Refactoring Agent Skills: From Context Explosion to a Fast, Reliable Workflow

Published: 2 months ago (February 15, 2026 at 05:13 PM EST)

8 min read

Source: Dev.to

Source: Dev.to

1️⃣ The Root Cause: Treating Skills Like Docs

The first trap is incredibly human:

“If I include everything, the model will always have what it needs.”

So you create one Skill per tool, and each Skill becomes a documentation dump:

setup steps
API references
exhaustive examples
“don’t do X” lists
every edge case since 2017

Then a task like “deploy a serverless function with a small UI” pulls in:

your Cloudflare Skill
your Docker Skill
your UI‑styling Skill
your web‑framework Skill …

…and the model starts its job already half‑drowned.

Claude Code’s own docs warn that Skills share the context window with the conversation, the request, and other Skills—meaning uncontrolled loading is a direct performance tax (you feel it as slowness, drift, and “why is it ignoring the obvious part?”).

Bottom line: your problem isn’t “lack of info.” It’s “too much irrelevant info.”

2️⃣ The Fix: Progressive Disclosure (Three Layers)

Claude Code docs explicitly recommend progressive disclosure: keep essential info in SKILL.md, and store the heavy stuff in separate files that get loaded only when the task requires them.

This maps cleanly to a three‑layer system:

Layer 1 – Metadata (always loaded)

A short YAML front‑matter with name, description, and a routing signal.

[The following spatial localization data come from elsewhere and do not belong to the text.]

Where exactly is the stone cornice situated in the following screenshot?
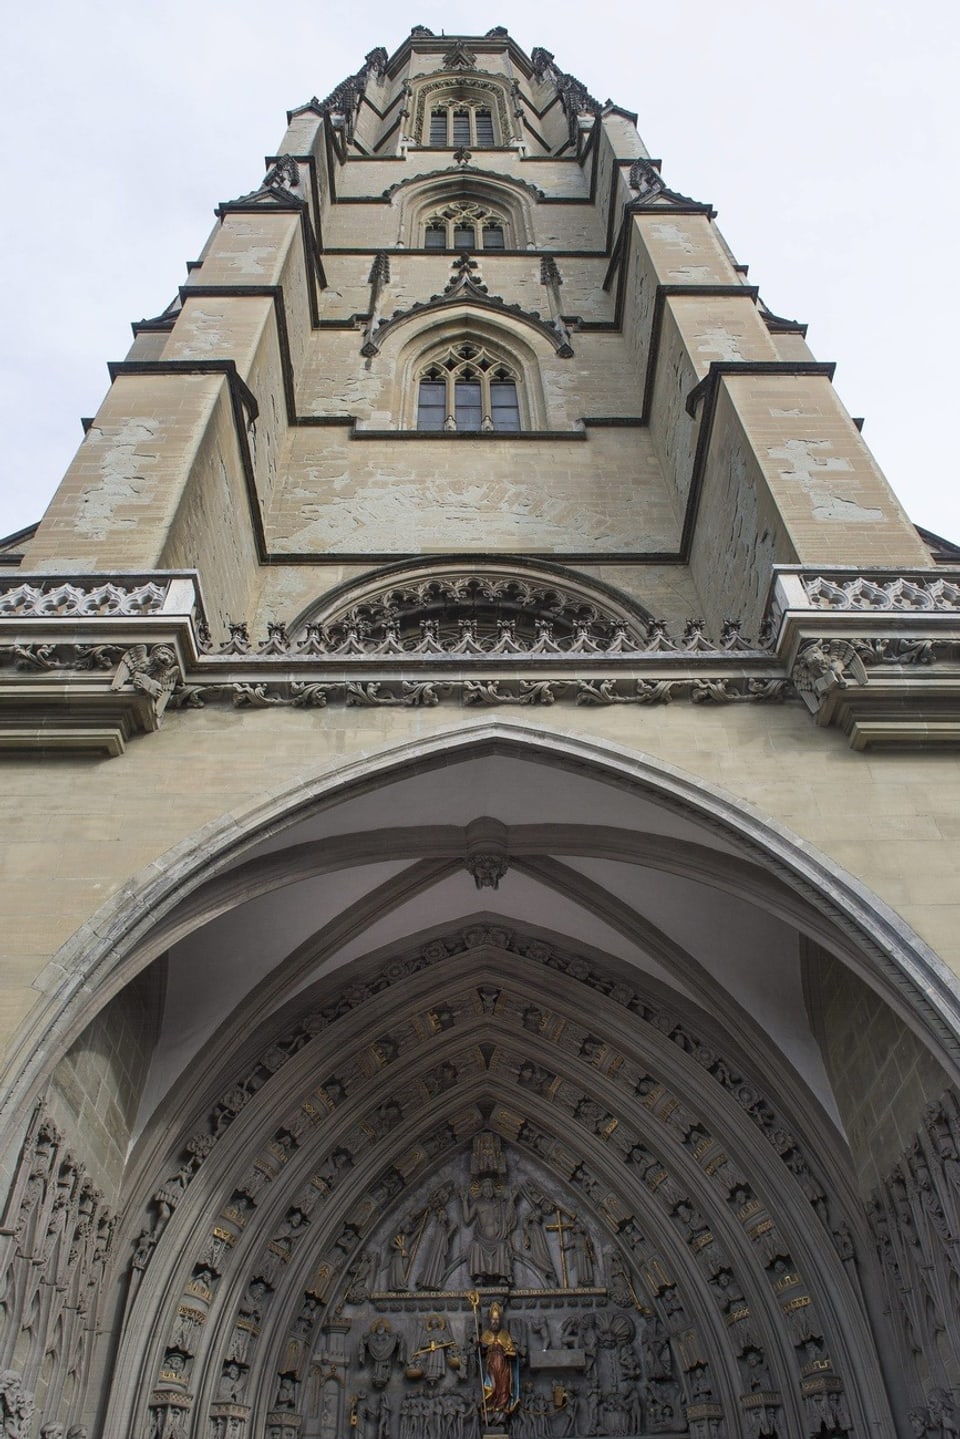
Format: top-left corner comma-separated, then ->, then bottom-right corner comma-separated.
2,568 -> 960,753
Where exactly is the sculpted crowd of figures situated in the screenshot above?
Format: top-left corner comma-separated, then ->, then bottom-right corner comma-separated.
11,1007 -> 960,1436
868,1093 -> 960,1434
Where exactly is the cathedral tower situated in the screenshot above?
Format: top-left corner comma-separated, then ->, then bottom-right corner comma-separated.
1,28 -> 960,1439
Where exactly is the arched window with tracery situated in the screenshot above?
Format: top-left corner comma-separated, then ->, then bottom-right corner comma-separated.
416,342 -> 521,433
422,200 -> 507,251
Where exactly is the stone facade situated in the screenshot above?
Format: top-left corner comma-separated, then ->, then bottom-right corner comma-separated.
1,26 -> 960,1439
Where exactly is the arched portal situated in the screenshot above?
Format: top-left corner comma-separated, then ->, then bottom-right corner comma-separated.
3,726 -> 958,1438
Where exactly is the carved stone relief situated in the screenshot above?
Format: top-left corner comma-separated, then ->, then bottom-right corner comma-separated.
291,1131 -> 688,1439
0,1108 -> 115,1435
869,1087 -> 960,1414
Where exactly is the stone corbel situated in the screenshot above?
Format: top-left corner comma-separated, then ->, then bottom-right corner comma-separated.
791,640 -> 867,719
463,817 -> 510,892
111,643 -> 183,722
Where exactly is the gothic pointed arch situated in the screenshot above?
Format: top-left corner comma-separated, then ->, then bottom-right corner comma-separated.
287,558 -> 654,653
410,72 -> 519,149
363,281 -> 573,361
104,926 -> 889,1438
4,728 -> 960,1437
397,173 -> 535,250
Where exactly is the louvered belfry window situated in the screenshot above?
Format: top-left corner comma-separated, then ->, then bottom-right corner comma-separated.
425,102 -> 498,146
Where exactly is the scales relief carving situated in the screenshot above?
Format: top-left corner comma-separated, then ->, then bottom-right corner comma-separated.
309,1133 -> 685,1439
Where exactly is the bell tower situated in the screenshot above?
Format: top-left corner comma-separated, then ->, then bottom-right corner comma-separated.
2,27 -> 960,1439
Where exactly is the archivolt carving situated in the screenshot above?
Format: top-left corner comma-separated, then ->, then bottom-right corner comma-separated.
117,931 -> 880,1438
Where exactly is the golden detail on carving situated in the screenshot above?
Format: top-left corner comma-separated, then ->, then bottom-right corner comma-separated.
150,1390 -> 193,1408
686,1404 -> 723,1421
396,1146 -> 426,1176
738,1199 -> 762,1220
600,1117 -> 619,1139
586,1043 -> 608,1066
607,1055 -> 624,1077
801,1374 -> 843,1395
801,1359 -> 833,1376
704,1150 -> 728,1176
641,1084 -> 665,1110
177,1305 -> 206,1324
268,1241 -> 291,1263
236,1318 -> 260,1334
312,1082 -> 338,1116
741,1392 -> 780,1408
212,1226 -> 235,1245
647,1168 -> 669,1191
308,1263 -> 332,1299
550,1018 -> 566,1043
600,1195 -> 630,1226
643,1259 -> 671,1294
782,1295 -> 811,1314
677,1332 -> 706,1369
159,1370 -> 183,1384
691,1231 -> 715,1253
495,1108 -> 523,1137
224,1206 -> 248,1228
726,1306 -> 751,1325
359,1121 -> 377,1143
747,1218 -> 773,1238
774,1271 -> 801,1293
186,1281 -> 212,1302
691,1137 -> 712,1161
659,1098 -> 678,1124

Think of it like a book cover and blurb—you’re not teaching, you’re helping the model decide whether to open the book.

Layer 2 – Entry point: `SKILL.md` (loaded on activation)

Your navigation map:

what the Skill is for
when to use it
high‑level steps to follow
which reference files to open next

Not a tutorial, not a wiki.

Layer 3 – References & scripts (loaded only when needed)

Small, focused files:

one topic per file
~200–300 lines per file is a good target
scripts do deterministic work so the model doesn’t burn tokens “describing” actions

Example folder layout

.claude/skills/devops/
├── SKILL.md
├── references/
│   ├── serverless-cloudflare.md
│   ├── containers-docker.md
│   └── ci-cd-basics.md
└── scripts/
    ├── validate_env.py
    └── deploy_helper.sh

3️⃣ The “200‑Line Rule”: Brutal, Slightly Arbitrary, Weirdly Effective

In the community refactor story, the author landed on a hard constraint:

Keep SKILL.md under ~200 lines.

If you can’t, you’re putting too much in the entry point.

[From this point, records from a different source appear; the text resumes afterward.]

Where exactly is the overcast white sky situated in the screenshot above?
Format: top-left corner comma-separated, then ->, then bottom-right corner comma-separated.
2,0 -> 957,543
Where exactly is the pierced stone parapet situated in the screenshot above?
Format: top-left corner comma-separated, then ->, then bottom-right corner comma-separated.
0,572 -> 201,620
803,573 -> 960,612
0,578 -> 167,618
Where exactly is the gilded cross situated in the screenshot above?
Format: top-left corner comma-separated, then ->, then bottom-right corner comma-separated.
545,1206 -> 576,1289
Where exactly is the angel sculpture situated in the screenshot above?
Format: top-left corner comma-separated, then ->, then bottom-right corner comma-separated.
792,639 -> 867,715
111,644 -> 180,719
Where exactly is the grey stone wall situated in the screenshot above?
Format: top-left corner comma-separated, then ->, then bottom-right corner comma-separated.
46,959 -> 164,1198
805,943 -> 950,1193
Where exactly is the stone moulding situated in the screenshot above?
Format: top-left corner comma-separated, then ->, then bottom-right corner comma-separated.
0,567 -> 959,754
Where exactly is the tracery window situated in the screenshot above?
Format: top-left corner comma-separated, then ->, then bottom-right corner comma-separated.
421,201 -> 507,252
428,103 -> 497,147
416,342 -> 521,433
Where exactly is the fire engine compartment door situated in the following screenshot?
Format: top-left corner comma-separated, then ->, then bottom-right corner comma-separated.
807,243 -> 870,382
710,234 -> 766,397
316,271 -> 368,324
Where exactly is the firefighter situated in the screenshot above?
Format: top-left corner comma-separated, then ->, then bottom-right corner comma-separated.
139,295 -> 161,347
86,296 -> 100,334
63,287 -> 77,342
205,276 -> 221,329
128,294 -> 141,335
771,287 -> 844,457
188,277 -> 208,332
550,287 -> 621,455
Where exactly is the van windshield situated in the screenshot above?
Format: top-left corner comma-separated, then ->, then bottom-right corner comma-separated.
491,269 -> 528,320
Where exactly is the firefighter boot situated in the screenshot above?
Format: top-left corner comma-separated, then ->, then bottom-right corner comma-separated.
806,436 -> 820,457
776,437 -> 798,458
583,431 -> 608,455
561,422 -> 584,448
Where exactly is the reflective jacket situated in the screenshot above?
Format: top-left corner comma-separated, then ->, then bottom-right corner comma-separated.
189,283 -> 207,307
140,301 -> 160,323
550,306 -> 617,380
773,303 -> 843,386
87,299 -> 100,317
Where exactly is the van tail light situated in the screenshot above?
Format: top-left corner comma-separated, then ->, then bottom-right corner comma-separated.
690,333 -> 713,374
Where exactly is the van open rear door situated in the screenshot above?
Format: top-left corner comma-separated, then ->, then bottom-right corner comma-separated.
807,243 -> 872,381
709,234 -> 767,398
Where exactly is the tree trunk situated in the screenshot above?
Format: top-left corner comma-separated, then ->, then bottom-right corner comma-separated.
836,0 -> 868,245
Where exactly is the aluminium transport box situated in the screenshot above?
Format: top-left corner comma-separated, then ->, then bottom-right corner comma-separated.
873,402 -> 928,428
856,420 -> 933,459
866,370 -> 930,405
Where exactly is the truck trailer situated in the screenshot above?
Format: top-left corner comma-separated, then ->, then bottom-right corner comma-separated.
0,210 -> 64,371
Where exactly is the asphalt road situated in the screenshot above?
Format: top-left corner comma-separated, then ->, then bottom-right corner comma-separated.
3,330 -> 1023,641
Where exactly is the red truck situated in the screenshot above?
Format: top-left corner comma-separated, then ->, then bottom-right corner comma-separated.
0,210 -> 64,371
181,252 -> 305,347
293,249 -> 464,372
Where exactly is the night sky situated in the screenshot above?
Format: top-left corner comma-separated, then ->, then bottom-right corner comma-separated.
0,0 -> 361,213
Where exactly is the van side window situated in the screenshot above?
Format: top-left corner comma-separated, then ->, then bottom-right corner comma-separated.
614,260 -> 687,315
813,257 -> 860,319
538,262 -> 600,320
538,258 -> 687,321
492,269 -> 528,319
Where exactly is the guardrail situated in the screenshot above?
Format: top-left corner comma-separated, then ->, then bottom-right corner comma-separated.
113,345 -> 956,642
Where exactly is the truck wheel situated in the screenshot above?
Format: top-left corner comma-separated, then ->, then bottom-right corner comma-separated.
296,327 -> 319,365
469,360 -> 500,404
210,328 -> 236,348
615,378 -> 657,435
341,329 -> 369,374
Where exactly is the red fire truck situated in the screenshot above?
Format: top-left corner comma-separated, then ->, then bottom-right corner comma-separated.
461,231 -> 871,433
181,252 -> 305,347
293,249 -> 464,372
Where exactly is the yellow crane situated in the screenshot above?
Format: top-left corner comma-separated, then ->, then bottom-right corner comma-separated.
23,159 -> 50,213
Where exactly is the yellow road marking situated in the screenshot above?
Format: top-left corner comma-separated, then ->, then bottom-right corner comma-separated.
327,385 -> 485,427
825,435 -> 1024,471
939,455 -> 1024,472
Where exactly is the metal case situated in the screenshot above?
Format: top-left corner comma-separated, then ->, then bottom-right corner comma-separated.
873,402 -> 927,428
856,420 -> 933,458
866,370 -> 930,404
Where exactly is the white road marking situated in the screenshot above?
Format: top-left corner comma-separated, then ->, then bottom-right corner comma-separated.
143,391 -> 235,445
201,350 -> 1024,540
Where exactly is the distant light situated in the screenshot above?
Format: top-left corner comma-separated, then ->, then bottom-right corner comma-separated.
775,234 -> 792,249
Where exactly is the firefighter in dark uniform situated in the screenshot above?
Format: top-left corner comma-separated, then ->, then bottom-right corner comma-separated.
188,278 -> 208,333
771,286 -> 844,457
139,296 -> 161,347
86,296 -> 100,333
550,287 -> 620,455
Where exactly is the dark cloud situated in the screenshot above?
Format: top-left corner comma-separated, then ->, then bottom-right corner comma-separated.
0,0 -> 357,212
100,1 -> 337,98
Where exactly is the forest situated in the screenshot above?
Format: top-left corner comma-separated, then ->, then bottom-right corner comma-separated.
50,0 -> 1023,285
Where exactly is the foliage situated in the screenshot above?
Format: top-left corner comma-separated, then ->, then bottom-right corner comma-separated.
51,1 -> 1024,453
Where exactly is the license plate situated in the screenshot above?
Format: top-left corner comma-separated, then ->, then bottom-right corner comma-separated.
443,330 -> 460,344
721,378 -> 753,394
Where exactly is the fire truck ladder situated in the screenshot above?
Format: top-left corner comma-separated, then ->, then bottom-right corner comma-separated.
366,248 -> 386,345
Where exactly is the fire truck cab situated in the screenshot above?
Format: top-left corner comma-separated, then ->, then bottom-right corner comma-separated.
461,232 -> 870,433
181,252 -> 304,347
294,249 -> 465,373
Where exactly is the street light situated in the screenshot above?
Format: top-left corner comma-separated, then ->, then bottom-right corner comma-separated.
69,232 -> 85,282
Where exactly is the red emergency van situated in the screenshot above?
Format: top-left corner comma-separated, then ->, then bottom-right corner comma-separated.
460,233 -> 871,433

Claude’s own best‑practice docs recommend keeping the body under a few hundred lines (and splitting content as you approach that limit). “200 lines” is a sharper knife: it forces you to write a table of contents, not a textbook.

Why it works

The model can scan the entry quickly.
It can decide which reference file to load next.
The total “initial load” stays small enough that the conversation still has room to breathe.

Quick test you can steal

Start a fresh session (cold start).
Trigger your Skill.
If the first activation loads more than ~500 lines of content, your design is likely leaking scope.

4️⃣ The Real Mental Shift: From Tool‑Centric to Workflow‑Centric

This is the part most people miss.

Tool‑centric Skills (problematic)

cloudflare-skill
tailwind-skill
postgres-skill
kubernetes-skill

They’re encyclopedias. They don’t compose well.

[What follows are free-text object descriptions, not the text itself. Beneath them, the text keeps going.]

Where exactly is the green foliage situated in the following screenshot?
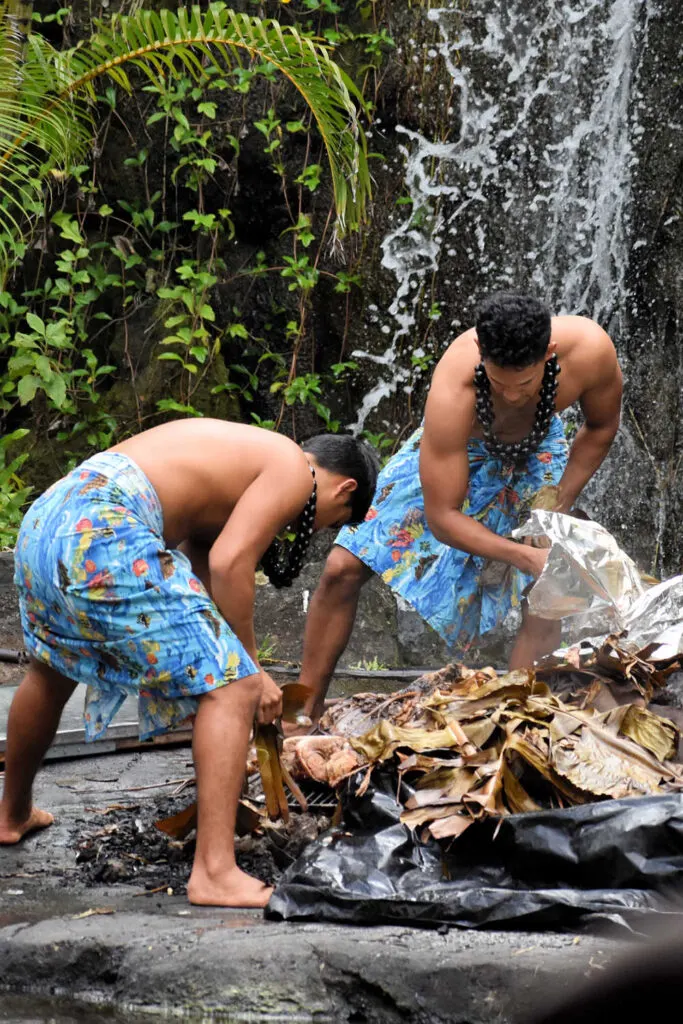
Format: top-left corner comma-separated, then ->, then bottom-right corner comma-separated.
0,431 -> 32,550
0,3 -> 371,273
0,0 -> 407,532
0,213 -> 121,459
361,429 -> 396,466
349,656 -> 388,671
257,634 -> 278,662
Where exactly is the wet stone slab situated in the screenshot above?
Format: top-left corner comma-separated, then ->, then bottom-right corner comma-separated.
0,748 -> 632,1023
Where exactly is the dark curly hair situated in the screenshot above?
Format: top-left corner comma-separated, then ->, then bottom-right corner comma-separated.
302,433 -> 379,524
475,292 -> 551,368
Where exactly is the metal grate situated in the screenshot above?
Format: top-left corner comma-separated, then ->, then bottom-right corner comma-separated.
247,775 -> 338,812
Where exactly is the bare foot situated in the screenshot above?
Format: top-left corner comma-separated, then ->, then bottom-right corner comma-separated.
187,865 -> 273,908
0,806 -> 54,844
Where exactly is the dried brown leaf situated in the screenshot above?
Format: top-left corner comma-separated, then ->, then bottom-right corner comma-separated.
405,766 -> 476,809
618,705 -> 678,762
500,755 -> 542,814
428,812 -> 475,840
350,720 -> 464,762
461,717 -> 498,747
154,802 -> 197,839
552,729 -> 663,799
506,733 -> 589,804
401,803 -> 469,829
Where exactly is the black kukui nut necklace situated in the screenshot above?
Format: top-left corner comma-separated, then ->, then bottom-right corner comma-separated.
260,464 -> 317,589
473,353 -> 560,464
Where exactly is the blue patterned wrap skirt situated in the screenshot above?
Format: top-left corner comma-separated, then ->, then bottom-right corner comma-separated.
14,452 -> 258,741
336,415 -> 568,651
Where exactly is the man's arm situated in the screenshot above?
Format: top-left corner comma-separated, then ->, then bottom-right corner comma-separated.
555,328 -> 622,512
420,362 -> 546,576
208,456 -> 311,660
207,452 -> 313,720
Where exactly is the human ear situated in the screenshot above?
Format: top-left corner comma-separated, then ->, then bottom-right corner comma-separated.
339,478 -> 358,498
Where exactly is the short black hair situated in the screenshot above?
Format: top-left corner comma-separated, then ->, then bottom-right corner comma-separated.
302,434 -> 379,524
475,292 -> 551,368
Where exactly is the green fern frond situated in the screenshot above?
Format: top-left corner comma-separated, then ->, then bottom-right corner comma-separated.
0,2 -> 370,277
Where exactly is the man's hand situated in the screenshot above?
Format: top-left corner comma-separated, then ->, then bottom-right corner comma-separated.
281,688 -> 324,738
257,671 -> 283,725
523,533 -> 551,550
519,544 -> 549,578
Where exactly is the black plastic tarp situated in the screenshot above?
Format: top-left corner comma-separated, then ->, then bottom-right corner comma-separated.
267,772 -> 683,930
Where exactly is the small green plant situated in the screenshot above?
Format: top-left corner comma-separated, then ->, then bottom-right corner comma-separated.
349,656 -> 388,672
257,634 -> 278,662
410,349 -> 435,374
0,431 -> 33,550
362,430 -> 396,466
156,258 -> 224,413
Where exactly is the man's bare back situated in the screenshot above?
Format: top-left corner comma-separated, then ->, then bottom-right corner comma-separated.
111,419 -> 312,548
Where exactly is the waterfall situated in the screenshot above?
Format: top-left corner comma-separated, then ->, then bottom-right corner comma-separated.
350,0 -> 642,435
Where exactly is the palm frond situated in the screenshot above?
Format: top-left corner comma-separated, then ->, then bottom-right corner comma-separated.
0,3 -> 370,277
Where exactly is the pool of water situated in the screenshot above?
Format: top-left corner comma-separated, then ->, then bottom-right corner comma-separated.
0,996 -> 150,1024
0,997 -> 321,1023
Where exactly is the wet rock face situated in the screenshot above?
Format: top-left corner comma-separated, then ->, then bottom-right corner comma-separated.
343,0 -> 683,577
40,1 -> 682,584
0,552 -> 22,651
600,0 -> 683,577
253,534 -> 456,671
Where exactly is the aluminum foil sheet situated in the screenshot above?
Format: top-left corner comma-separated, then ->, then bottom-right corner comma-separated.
620,576 -> 683,657
513,511 -> 644,628
510,511 -> 683,652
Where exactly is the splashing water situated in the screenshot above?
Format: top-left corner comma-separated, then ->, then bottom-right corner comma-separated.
350,0 -> 642,436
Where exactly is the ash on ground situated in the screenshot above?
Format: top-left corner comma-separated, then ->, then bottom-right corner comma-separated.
70,792 -> 331,895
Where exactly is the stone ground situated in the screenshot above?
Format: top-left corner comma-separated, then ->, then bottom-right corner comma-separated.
0,744 -> 634,1024
0,550 -> 633,1023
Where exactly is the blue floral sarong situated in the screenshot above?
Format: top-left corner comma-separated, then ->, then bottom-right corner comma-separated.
336,415 -> 568,651
13,452 -> 258,741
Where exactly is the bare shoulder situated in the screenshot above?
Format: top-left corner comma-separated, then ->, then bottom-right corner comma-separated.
424,328 -> 477,450
431,327 -> 479,391
552,315 -> 619,387
209,421 -> 311,482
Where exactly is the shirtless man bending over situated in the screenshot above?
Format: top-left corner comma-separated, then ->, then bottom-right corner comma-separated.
296,292 -> 623,725
0,420 -> 378,907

Workflow‑centric Skills (recommended)

devops          (deploy + environments + CI/CD)
ui-styling      (design rules + component patterns)
web-frameworks  (routing + project structure + SSR pitfalls)
databases       (schema design + migrations + query patterns)

They map to what you actually do during development.

A workflow Skill answers:

“When I’m in this stage of work, what does the agent need to know to act correctly?”

—not—

“What is everything this tool can do?”

That reframing prevents context blow‑ups almost by itself.

5️⃣ A Minimal, Production‑Grade `SKILL.md` (Example)

Below is a deliberately small entry point you can copy and customise. Notice what’s missing: long examples, full docs, and “everything you might ever need.”

---
name: ui-styling
description: Apply consistent UI styling across the app (Tailwind + component conventions). Use when building or refactoring UI.
---

# UI Styling Skill

## When to use
- Starting a new UI component.
- Refactoring existing components for consistency.
- Updating the design system.

## High‑level workflow
1. **Identify** the component or page that needs styling.
2. **Run** `scripts/apply_tailwind.sh` to scaffold Tailwind classes.
3. **Reference** `references/tailwind-utilities.md` for utility‑class guidance.
4. **Validate** with `scripts/check_style.py` to ensure no lint errors.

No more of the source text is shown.